Капитанша злилась, крича на мужа, повысив голос, топая желтой туфелькой:
— Зачем же ты, хвастунишка, показывал конец тому? Мартышка несчастная! Противно смотреть на тебя!
Капитан удрученно молчал, облизывая сухие губы и пряча потускневшие глаза.
Когда норвежец, обогнав, сделал крутой поворот, Елизавета Николаевна даже испугалась. «Дельфин» закачался на разведенной волне. Она ухватилась за поручни мостика. Ей показалось, что сейчас что-нибудь случится.
Два раза норвежец обошел вокруг «Дельфина», два раза обрезал корму и нос и помчался дальше, показывая, в свою очередь, конец.
— Нет, этого нельзя терпеть!
Елизавета Николаевна сама бросилась к переговорной трубке и визгливо закричала в машину:
— Машинист! Дайте полный ход! Слышите? Самый полный ход!..
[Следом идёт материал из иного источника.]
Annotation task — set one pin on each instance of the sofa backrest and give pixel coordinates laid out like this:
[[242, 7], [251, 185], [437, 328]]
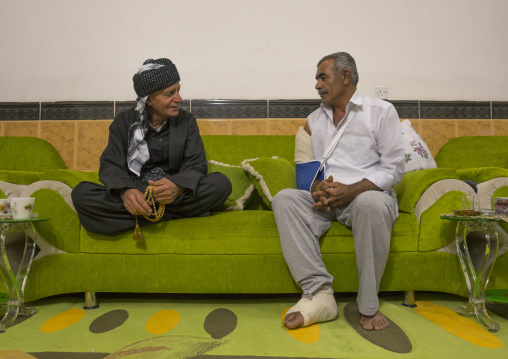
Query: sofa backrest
[[234, 149], [29, 154], [473, 152]]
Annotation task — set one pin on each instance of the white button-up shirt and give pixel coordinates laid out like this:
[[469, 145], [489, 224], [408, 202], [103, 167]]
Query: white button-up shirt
[[371, 147]]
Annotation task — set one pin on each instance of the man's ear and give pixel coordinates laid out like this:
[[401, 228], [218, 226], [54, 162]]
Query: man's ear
[[345, 76]]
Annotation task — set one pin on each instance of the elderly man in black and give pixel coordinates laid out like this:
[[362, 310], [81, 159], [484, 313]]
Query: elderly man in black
[[155, 155]]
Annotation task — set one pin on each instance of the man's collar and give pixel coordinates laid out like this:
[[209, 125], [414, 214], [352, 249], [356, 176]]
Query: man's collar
[[356, 99]]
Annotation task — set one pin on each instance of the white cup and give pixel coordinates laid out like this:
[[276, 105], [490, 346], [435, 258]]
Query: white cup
[[5, 206], [22, 207]]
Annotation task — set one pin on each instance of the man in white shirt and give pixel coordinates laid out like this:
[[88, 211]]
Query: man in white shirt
[[357, 191]]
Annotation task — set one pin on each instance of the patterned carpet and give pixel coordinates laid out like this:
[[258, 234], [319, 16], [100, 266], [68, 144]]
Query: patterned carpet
[[222, 327]]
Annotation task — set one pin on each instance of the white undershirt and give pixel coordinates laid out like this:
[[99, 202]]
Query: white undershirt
[[371, 147]]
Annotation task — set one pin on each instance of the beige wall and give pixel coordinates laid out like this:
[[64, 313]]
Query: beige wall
[[81, 142], [66, 50]]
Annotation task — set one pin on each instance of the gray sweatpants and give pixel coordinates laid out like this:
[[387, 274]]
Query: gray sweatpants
[[371, 216]]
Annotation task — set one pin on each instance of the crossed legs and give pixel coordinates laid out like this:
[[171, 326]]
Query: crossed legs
[[371, 216]]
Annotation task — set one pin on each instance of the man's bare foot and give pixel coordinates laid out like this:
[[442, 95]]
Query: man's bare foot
[[293, 320], [374, 322]]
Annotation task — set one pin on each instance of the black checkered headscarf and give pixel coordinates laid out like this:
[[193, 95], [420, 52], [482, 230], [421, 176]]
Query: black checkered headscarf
[[153, 76], [150, 79]]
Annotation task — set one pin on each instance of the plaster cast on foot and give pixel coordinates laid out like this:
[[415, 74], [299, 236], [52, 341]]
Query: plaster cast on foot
[[321, 308]]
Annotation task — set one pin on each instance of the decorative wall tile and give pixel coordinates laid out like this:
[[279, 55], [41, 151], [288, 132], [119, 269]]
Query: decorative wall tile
[[415, 123], [61, 134], [213, 127], [248, 126], [77, 110], [20, 128], [229, 108], [500, 127], [436, 133], [499, 110], [285, 126], [19, 111], [455, 110], [92, 140], [406, 109], [474, 128], [125, 105], [292, 108]]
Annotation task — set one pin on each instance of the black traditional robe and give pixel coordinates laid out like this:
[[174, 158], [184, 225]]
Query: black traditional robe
[[100, 208]]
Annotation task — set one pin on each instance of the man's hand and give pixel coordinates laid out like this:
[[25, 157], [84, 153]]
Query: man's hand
[[330, 195], [134, 202], [165, 191], [320, 194]]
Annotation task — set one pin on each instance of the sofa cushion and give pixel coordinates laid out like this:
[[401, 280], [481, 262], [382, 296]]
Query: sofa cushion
[[234, 149], [242, 188], [482, 174], [70, 177], [270, 175], [19, 177], [233, 233], [416, 153]]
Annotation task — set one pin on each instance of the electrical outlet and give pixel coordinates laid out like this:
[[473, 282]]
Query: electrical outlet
[[381, 92]]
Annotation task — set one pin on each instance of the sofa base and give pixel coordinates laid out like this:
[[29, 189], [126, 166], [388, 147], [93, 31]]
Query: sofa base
[[228, 274]]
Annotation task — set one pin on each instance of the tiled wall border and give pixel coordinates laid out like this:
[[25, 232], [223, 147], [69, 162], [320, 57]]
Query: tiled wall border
[[248, 109]]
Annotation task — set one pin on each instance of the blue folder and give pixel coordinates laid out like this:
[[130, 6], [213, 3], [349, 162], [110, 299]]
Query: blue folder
[[306, 173]]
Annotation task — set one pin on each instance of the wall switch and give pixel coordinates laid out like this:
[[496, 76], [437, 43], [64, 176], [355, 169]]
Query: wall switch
[[381, 92]]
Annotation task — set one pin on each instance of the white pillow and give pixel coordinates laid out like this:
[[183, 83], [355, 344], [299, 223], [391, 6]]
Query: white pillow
[[416, 153]]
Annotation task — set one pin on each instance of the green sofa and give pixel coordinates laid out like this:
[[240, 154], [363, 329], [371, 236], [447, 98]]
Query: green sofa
[[233, 251]]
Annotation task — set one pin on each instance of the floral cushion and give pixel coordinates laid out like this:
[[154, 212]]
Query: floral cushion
[[416, 153]]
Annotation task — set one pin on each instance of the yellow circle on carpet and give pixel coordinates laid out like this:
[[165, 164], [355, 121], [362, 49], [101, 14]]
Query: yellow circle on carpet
[[63, 320], [162, 322], [306, 335], [458, 325]]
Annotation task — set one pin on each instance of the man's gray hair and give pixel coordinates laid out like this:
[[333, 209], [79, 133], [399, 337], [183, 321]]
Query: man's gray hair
[[343, 61]]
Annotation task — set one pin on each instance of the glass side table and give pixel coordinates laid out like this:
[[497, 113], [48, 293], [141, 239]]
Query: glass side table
[[476, 278], [15, 282]]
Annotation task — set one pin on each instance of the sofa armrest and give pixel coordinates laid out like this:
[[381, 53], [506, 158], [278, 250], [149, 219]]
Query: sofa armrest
[[414, 184], [62, 232]]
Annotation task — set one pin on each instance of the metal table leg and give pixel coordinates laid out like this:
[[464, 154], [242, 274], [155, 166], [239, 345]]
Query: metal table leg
[[477, 278], [15, 283]]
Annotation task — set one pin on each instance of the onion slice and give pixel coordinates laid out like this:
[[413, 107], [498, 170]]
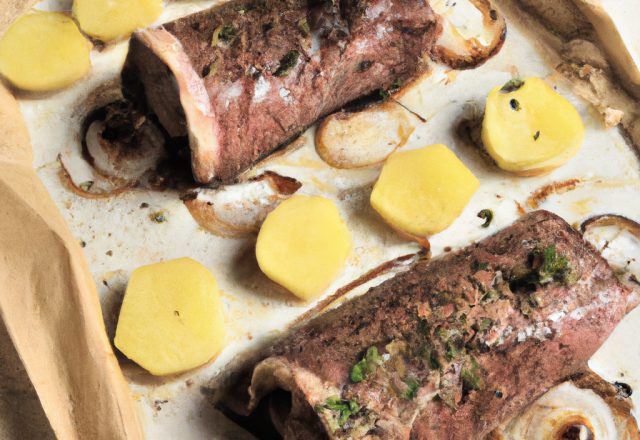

И вдруг отпрянула от трубки, точно отброшенная электрическим током. Лицо ее побледнело, глаза расширились, засверкали ненавистью. Она набросилась на капитана, по-гусиному вытягивая шею и шипя сквозь белые зубы:
— Этого еще не хватало! Всякий поганый машинист может так обращаться с женой капитана! Знаешь, куда он меня послал! Я даже не могу повторить его скверных слов. Такой позор! После этого — разве ты капитан? Сморчок паршивый! Не смей больше показываться мне на глаза!..
Она сбежала с мостика и направилась в каюту…
Капитан Огрызкин беспомощно ухватился за голову.
В порту N «Дельфин» простоял одну ночь. Рано утром он взял на буксир две железные баржи, предназначавшиеся для перевозки хлебных грузов, и тронулся в обратный путь. Баржи были пустые, но они тормозили ход судна почти наполовину. На каждой из них находилась своя команда, возглавляемая шкипером.